The designers of the high-level target independent API should decide if they 
want to support the union of all vector instruction sets, or the intersection. 
A subset of the vector instructions that represent the intersection of all 
popular instruction sets is not useable for writing non-trivial vector 
programs. And the superset of the vector instructions will cause huge 
performance regressions on platforms that do not support the used instructions.

Code that uses SIMD.js is not performance-portable. Modern vectorizing 
compilers feature complex cost models and heuristics for deciding when to 
vectorize, at which vector width, and how many loop iterations to interleave. 
The cost models takes into account the features of the vector instruction set, 
properties of the architecture such as the number of vector registers, and 
properties of the current processor generation. Making a poor selection 
decision on any of the vectorization parameters can result in a major 
performance regression. Executing vector intrinsics on processors that don’t 
support them is slower than executing multiple scalar instructions because the 
compiler can’t always generate efficient with the same semantics.

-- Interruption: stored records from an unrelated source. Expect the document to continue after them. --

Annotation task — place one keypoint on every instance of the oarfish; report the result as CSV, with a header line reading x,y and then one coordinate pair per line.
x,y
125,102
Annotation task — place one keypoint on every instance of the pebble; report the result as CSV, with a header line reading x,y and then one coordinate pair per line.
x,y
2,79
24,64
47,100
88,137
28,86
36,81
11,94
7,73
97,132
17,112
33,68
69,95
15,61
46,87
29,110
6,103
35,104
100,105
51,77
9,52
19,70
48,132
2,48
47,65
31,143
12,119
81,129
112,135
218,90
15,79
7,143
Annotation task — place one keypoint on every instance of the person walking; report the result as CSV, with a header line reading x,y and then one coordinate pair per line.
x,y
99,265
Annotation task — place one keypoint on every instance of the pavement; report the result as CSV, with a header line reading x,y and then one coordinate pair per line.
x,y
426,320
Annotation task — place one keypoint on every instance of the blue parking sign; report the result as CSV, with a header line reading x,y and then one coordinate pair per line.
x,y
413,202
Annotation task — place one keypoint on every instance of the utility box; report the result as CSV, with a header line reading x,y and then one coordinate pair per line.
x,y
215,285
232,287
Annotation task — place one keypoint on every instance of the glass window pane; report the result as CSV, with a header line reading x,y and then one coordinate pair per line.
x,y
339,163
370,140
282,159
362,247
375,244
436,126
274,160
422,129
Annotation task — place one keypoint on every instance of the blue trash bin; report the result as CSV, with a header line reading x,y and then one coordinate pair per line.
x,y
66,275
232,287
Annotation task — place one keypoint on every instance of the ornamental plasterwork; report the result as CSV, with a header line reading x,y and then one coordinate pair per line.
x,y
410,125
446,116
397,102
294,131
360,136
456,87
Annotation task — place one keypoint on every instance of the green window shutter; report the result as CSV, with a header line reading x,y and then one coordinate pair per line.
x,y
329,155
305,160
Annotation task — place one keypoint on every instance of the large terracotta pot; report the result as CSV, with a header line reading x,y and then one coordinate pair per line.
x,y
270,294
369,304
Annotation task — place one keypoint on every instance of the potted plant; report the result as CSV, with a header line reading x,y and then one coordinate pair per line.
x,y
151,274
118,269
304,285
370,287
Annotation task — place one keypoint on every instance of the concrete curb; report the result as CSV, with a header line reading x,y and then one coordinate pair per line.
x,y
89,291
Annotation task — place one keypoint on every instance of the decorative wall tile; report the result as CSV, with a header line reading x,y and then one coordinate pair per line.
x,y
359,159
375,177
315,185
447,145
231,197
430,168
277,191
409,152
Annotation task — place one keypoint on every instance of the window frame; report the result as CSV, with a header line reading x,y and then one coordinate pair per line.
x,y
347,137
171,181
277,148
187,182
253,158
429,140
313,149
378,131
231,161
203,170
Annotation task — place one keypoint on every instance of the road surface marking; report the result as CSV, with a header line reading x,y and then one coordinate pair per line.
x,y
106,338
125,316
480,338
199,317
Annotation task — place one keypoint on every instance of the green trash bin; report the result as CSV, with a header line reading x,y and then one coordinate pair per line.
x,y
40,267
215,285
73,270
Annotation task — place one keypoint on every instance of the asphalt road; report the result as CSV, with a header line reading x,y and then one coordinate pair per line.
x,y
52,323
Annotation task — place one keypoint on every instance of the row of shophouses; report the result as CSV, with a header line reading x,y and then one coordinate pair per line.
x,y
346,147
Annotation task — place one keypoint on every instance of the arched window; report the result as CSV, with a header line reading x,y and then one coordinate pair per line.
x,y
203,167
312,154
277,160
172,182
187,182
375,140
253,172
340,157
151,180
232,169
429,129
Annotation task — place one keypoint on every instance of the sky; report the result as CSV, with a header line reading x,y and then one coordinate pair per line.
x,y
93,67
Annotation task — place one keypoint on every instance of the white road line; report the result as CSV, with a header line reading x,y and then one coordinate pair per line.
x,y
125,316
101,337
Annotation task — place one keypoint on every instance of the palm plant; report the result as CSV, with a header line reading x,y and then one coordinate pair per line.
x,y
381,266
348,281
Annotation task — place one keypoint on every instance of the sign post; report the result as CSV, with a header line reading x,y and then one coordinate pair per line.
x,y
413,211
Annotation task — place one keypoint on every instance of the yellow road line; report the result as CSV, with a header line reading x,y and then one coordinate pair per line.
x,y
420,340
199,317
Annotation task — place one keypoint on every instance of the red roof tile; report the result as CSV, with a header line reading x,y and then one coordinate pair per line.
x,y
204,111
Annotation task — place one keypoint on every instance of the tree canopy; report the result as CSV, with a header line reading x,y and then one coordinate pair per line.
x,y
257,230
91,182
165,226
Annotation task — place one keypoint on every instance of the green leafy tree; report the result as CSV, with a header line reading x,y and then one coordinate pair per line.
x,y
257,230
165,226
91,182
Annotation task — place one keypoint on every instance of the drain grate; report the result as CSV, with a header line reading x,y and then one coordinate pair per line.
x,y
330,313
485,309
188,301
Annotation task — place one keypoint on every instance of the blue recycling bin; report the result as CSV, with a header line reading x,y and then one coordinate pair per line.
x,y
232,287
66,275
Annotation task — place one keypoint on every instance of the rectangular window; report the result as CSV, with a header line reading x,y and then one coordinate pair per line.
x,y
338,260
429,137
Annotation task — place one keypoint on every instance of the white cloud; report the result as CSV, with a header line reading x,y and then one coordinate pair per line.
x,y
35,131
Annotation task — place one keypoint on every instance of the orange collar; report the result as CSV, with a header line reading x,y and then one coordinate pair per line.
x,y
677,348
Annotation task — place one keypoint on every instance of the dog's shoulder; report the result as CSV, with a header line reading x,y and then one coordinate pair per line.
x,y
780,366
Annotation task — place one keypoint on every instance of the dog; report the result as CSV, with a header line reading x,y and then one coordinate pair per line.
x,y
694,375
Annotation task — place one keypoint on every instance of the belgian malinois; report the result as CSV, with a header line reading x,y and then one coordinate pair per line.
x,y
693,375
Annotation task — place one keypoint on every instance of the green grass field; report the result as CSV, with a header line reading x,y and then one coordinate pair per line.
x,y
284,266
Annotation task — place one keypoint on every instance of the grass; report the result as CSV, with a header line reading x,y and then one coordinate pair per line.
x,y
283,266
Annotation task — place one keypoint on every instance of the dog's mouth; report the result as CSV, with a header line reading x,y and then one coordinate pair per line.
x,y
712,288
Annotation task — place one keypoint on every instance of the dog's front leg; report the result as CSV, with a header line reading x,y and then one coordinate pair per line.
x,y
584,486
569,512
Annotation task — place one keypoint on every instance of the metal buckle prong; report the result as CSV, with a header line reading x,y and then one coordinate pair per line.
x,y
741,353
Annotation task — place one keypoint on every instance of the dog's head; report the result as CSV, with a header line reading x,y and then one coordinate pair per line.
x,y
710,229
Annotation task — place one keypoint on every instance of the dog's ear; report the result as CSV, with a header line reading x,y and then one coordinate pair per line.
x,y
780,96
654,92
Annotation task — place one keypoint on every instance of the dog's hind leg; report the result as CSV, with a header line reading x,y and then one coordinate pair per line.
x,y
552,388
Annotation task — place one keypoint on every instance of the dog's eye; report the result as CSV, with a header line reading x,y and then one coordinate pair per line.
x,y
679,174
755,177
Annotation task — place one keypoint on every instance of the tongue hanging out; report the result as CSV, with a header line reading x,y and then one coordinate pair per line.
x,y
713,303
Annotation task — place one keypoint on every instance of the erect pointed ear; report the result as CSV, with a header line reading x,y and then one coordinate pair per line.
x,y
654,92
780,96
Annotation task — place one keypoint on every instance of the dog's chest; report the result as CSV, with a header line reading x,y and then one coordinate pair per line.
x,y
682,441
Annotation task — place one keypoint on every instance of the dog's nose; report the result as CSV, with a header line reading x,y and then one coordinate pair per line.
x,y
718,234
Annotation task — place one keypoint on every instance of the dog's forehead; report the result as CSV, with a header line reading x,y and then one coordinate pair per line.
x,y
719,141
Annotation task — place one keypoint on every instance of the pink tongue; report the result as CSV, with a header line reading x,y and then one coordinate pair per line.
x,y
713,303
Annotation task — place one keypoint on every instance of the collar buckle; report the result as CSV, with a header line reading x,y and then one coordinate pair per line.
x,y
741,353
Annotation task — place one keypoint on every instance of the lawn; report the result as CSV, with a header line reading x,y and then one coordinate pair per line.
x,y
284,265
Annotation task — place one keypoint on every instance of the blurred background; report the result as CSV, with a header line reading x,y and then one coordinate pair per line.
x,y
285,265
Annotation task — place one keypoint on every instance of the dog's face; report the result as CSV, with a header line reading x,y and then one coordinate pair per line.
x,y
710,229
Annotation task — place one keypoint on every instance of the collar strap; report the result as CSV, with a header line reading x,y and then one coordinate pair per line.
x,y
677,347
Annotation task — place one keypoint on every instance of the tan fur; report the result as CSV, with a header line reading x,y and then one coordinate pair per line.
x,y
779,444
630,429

I don’t believe that it is possible to write non-trivial vector code that will 
show performance gains on processors from different families. Executing vector 
code with insufficient hardware support will cause major performance 
regressions. One of the motivations for SIMD.js was to allow Emscripten 
https://developer.mozilla.org/en-US/docs/Mozilla/Projects/Emscripten to 
vectorize C code and to emit JavaScript SIMD intrinsics. One problem with this 
suggestion is that the Emscripten compiler should not be assuming that the 
target is an x86 machine and that a specific vector width and interleave width 
is the right answer.